Fantastikindia : Il existe de nombreux festivals autour du cinéma, mais le vôtre est assez unique puisqu’il se focalise sur les métiers de l’« ombre ». Est-ce que l’industrie cinématographique indienne présente des particularités à ce niveau ?
Anne Bourgeois : Il faut bien sûr prendre en compte les différences culturelles, notamment avec des équipes de tournage souvent pléthoriques et des syndicats très présents… sans oublier le système des castes qui peut déteindre sur un plateau. Sur le tournage du film de Michel Spinosa, Son Épouse, le chef coiffeur a refusé de couper les cheveux d’Yvan Attal car c’est considéré comme un acte impur. Il a fallu trouver un coiffeur local qui l’a fait sous la supervision du chef coiffeur. En même temps, l’ensemble des techniciens français qui ont tourné avec les techniciens indiens révèle son grand professionnalisme avec un langage commun qui est celui de l’universalité du cinéma.
Fantastikindia : Qu’est ce qui a motivé vos choix pour la programmation riche et éclectique que l’événement propose ? Pourquoi ces films ?

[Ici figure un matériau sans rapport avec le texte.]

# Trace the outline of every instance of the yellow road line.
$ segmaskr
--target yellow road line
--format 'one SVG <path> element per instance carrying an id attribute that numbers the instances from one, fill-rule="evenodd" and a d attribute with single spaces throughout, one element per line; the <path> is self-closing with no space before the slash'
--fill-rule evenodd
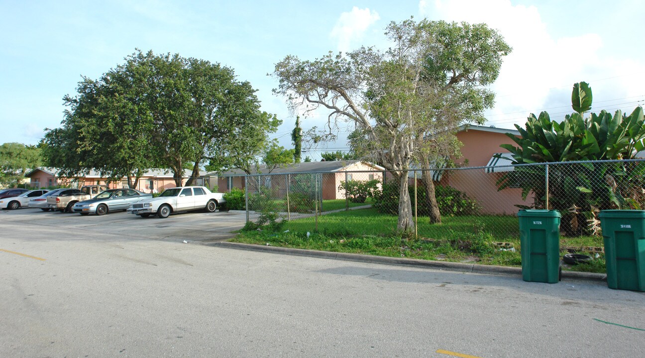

Anne Bourgeois : Nous avons programmé pour notre Indian Night — aidé par Contre-courants, plateforme dédiée à la diffusion et à la connaissance des cinémas de l’Inde en France, fondée par Hélène Kessous et Némésis Srour — un mix entre films Bollywood/tamoul et films d’auteurs bengali. De plus en plus, les films à gros budget abordent de vrais problèmes de société avec des sujets très contemporains et des acteurs incarnant des personnages confrontés aux évolutions de la société indienne. Les professionnels indiens sont au début d’une réflexion sur le changement dans la manière de faire des films. Une tendance qui découle du fait que la société indienne bouge. On le voit très bien avec un comédien comme Amitabh Bachchan, qui vient de faire un film comme Pink, un drame judiciaire dans lequel il joue un psychiatre. Ce qui ne l’empêche pas de continuer à chanter et danser dans d’autres films.
Les films que nous avons choisis sont des films d’auteurs qui se rapprochent davantage de notre manière de faire du cinéma, tout en conservant les particularités de la culture indienne. Il y a des bijoux comme The Violin Player que nous souhaitons montrer à notre public et faire découvrir ce très grand réalisateur Bauddhayan Mukherji aux producteurs français qui seront présents. Et aussi, des classiques de Bollywood comme Jusqu’à mon dernier souffle, le dernier film de Yash Chopra, produit par Aashish Singh, une histoire d’amour magique ; enfin lors de notre Indian Night, nous projetons Enthiran, film tamoul culte aux effets spéciaux spectaculaires.